Toward 6-DOF Autonomous Underwater Vehicle Energy-Aware Position Control based on Deep Reinforcement Learning: Preliminary Results
Gustavo Boré, Vicente Sufán, Sebastián Rodríguez-Martínez, Giancarlo Troni
TL;DR
This work tackles energy-efficient, holonomic control of a $6$-DOF AUV by training end-to-end DRL policies with Truncated Quantile Critics (TQC). Two variants are proposed: tqc-hp for high-precision reaching and tqc-ea for energy-aware control, both operating directly on eight thrusters without manual thruster modeling. In the Stonefish simulator, tqc-hp consistently improves pose and attitude RMSE over a fine-tuned PID, while tqc-ea achieves roughly 30% lower power usage at a modest cost to accuracy, illustrating a practical trade-off for long-range missions. The results demonstrate the feasibility of DRL-based, energy-conscious low-level control for holonomic AUVs, with field deployment planned for MBARI’s mola platform. $6$-DOF autonomous underwater control using end-to-end DRL could significantly extend mission endurance and operational flexibility in challenging underwater environments.
Abstract
The use of autonomous underwater vehicles (AUVs) for surveying, mapping, and inspecting unexplored underwater areas plays a crucial role, where maneuverability and power efficiency are key factors for extending the use of these platforms, making six degrees of freedom (6-DOF) holonomic platforms essential tools.

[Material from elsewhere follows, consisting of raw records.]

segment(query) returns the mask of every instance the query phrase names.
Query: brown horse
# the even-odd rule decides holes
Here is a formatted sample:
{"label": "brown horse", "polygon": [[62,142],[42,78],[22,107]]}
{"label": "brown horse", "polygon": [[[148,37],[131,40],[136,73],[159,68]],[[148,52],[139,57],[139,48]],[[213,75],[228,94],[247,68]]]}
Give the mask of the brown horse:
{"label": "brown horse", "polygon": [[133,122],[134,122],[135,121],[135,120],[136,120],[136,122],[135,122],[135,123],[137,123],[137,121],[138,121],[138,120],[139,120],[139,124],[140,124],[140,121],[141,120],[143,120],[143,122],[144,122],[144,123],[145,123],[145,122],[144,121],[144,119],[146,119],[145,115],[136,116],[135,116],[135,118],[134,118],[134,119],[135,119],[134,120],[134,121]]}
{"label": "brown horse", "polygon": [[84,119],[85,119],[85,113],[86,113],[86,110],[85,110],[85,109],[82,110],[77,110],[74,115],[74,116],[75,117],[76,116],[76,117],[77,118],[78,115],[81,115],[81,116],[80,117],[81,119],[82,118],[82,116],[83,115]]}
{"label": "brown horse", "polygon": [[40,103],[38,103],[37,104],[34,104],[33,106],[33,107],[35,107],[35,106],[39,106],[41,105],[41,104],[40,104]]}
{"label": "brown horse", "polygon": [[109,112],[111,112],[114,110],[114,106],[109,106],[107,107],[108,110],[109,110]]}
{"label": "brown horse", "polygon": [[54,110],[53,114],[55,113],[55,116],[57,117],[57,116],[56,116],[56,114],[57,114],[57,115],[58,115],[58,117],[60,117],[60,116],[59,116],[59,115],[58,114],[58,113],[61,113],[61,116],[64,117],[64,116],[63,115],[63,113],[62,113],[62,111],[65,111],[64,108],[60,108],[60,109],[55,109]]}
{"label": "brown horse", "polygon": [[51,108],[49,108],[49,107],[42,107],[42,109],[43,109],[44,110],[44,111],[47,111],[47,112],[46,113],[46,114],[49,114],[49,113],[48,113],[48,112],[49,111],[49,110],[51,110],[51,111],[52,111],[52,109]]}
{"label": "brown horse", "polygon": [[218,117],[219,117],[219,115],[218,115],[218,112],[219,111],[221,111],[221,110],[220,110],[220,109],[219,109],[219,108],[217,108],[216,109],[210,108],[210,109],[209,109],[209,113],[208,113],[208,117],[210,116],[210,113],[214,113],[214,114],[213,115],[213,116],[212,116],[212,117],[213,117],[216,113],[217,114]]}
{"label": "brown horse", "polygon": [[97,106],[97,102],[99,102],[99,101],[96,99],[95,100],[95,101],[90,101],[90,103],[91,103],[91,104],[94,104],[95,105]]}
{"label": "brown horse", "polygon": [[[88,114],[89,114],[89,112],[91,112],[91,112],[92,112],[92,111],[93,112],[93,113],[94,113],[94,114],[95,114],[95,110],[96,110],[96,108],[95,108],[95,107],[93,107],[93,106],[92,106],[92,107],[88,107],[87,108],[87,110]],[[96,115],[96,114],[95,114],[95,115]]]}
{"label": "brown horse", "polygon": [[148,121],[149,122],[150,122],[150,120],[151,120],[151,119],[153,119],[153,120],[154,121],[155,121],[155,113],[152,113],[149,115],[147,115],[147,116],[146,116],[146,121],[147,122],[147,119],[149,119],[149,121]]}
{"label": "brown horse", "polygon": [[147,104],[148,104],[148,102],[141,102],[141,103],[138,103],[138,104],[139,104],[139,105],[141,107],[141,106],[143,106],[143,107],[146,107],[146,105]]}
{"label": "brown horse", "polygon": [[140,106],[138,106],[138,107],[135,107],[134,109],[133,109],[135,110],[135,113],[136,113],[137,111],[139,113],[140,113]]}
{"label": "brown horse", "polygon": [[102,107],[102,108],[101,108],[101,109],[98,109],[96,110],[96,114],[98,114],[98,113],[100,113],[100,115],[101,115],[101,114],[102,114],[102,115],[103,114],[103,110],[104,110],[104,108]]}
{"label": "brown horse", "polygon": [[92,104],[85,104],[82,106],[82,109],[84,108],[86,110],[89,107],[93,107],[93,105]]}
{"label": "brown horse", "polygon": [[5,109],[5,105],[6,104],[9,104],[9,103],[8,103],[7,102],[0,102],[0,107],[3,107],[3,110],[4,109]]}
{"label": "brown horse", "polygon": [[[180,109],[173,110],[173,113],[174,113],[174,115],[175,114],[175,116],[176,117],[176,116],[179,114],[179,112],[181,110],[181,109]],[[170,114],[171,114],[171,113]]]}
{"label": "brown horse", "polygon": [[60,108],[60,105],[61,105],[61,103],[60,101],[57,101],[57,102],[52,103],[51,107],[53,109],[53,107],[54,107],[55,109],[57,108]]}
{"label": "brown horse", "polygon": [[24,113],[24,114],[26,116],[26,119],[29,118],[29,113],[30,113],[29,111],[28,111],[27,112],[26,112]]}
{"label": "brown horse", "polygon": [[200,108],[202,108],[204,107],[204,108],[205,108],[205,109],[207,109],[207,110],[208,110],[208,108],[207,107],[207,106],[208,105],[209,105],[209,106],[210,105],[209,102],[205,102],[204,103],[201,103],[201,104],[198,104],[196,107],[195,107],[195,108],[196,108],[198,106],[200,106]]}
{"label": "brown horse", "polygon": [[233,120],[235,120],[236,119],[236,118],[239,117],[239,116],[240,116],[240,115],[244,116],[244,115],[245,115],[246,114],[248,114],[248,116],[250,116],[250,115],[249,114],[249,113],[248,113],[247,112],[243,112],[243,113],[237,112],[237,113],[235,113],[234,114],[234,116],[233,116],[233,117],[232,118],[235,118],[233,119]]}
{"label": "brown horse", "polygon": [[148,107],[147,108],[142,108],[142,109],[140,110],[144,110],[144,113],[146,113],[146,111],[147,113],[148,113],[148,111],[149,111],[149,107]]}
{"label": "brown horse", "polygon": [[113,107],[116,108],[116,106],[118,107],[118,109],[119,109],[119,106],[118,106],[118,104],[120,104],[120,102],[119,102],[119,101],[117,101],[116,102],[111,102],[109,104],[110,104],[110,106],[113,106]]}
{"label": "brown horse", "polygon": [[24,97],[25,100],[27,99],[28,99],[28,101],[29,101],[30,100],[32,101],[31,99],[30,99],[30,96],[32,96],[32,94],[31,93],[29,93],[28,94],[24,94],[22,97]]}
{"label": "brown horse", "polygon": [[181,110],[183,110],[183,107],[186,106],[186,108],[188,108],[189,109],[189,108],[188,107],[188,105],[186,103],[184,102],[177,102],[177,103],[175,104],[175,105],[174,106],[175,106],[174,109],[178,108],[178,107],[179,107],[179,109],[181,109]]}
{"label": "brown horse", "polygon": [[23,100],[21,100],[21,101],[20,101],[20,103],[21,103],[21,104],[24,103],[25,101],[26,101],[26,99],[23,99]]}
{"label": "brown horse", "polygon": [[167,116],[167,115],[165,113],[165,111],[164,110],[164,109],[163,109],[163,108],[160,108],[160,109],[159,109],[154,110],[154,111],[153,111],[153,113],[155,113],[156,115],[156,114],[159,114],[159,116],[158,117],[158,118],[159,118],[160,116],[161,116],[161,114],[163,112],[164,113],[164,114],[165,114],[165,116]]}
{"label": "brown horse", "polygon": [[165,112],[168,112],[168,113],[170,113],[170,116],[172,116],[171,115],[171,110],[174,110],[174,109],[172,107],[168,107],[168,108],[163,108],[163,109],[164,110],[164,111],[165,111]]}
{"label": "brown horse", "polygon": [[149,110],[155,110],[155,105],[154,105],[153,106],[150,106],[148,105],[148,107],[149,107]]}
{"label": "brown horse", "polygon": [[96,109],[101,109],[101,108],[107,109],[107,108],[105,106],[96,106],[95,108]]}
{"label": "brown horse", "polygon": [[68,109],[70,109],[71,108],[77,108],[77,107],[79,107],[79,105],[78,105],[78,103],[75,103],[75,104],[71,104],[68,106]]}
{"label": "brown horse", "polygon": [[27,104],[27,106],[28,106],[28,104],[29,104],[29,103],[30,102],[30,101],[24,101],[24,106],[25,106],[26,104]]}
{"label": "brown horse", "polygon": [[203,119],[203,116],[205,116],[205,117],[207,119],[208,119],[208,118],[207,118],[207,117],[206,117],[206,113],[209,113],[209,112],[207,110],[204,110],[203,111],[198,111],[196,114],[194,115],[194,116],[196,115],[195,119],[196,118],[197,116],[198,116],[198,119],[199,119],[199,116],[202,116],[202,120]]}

Although Proportional-Integral-Derivative (PID) and Model Predictive Control controllers are widely used in these applications, they often require accurate system knowledge, struggle with repeatability when facing payload or configuration changes, and can be time-consuming to fine-tune. While more advanced methods based on Deep Reinforcement Learning (DRL) have been proposed, they are typically limited to operating in fewer degrees of freedom. This paper proposes a novel DRL-based approach for controlling holonomic 6-DOF AUVs using the Truncated Quantile Critics (TQC) algorithm, which does not require manual tuning and directly feeds commands to the thrusters without prior knowledge of their configuration. Furthermore, it incorporates power consumption directly into the reward function. Simulation results show that the TQC High-Performance method achieves better performance to a fine-tuned PID controller when reaching a goal point, while the TQC Energy-Aware method demonstrates slightly lower performance but consumes 30% less power on average.